Okay, I swear to you, there were 50 pickup trucks in that Shell station parking lot, every one of them Ford F150s; all were equipped with gigantic muddin' tires, naked lady silhouette mudflaps, gun rack, one of these, and I'm fairly certain a 12 point buck antler mounted on the grill. Mister Two could have fit comfortably in the bed of any one of the beasts. As intimidating as this V8 Convention was, the people in attendance were more frightening; after all, I could only assume they knew how to use the guns on those racks.

I parked in the only spot not occupied by an F150 — in the little gap between an actual parking space and the dumpster. I slinked over to the walkway that hugged the outside walls of the convenience store. Opposite the storefront was a lineup of gentlemen sitting on tailgates. I tried not to look in their direction, but I think I'm safe in saying they all were wearing sleeveless flannel shirts, Wrangler jeans, trucker caps and belt buckles the size of Mister Two's hubcaps.

I made it to the pay phone, conveniently positioned at center stage. I was one banjo string pluck away from running for my life. There was no banjo music, so I dropped my coins in and started dialing.

Sarah answered, "Hello, are you lost?" No sense in denying it. "Here's my Dad."

Sarah's Dad asked me where I was. I had no idea, so I said, "I have no idea."

He replied, "Well, can you ask someone?"

Apparently, he had never been to this Shell station. But the macho in me won again, "Okay."

I turned around and asked anyone that would listen, "where am I?"

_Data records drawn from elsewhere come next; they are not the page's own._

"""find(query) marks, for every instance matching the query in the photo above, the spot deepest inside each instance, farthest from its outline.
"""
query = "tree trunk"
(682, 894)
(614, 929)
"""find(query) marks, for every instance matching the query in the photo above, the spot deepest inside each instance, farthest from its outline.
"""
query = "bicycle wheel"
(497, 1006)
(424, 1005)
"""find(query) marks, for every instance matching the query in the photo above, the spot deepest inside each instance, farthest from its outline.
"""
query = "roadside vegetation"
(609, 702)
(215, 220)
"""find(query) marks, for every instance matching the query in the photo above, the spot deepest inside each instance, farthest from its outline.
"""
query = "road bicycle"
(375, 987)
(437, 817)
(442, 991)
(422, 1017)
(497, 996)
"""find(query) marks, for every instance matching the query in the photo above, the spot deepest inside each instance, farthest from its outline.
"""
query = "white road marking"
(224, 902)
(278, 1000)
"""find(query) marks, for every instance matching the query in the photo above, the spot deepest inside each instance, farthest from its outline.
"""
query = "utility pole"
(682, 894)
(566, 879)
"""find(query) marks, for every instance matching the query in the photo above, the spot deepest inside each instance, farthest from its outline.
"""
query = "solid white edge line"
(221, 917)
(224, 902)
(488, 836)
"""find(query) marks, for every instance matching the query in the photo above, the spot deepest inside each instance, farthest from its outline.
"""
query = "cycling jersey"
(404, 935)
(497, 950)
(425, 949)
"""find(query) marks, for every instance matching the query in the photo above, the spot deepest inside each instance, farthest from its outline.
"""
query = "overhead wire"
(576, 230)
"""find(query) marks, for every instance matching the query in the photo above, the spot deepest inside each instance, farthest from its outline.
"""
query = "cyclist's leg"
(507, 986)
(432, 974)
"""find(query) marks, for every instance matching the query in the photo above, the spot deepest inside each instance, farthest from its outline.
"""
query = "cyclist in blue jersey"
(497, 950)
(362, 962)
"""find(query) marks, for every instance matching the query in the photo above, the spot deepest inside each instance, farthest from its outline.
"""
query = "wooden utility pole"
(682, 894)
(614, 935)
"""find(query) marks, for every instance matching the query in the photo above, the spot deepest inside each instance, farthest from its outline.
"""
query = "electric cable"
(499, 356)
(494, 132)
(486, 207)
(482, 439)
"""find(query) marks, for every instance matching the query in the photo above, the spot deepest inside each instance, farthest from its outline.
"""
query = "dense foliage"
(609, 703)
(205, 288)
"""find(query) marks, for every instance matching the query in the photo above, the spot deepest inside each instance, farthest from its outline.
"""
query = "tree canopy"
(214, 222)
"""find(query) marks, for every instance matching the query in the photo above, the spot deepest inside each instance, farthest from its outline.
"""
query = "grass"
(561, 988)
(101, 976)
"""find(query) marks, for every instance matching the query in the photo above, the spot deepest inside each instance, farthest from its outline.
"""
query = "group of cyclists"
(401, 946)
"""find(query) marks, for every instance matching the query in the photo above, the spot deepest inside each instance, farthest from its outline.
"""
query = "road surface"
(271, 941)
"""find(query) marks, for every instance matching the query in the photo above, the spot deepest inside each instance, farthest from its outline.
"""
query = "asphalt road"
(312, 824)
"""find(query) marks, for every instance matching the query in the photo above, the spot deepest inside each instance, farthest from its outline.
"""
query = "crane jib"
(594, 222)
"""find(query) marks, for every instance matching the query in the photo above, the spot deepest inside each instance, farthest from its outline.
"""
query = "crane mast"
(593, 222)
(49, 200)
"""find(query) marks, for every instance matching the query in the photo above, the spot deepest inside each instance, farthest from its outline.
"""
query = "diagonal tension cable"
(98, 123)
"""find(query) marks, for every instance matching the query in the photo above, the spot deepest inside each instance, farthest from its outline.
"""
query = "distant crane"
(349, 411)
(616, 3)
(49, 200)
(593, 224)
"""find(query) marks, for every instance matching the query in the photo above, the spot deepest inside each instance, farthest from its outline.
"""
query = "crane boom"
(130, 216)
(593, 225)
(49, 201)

Appearing completely put off, the guy directly in front of me slurred, "Caw-laawl." I turned back to the pay phone and told my future Father-In-Law, "The guy told me that I'm in Caw-laawl." I was pretty sure Caw-laawl was a level of Hell. Why didn't I pay more attention to Dante's Inferno in high school?

Sarah's Pop: "What?"

"He said, Caw-laawl."

"Can you ask him again?"

I found out that my macho definitely has limits. I told him that there was no way I was asking again. Thankfully, he had a map of Kentucky handy and perused the neighboring counties for a town that, with the proper Kentucky accent, might sound like "Caw-laawl."

"Carlisle!," he sounded. He went on to tell me exactly how to get from here to over yonder.

It's fitting that Sarah's Dad, now Simeon's Granddad, told me about the trailer debacle story in the Lexington Herald-Leader. After we were done laughing about that one, I got to tell my "Caw-laawl" story again as if neither of us had ever heard it. That's what makes a good personal story, isn't it?

My hope for Ms. Barton is that in the comfort of her new home, she'll be able to one day laugh about the Sheriff who ordered two farmers to tip her single-wide into a ditch and threatened to fine her for the mess he had just made.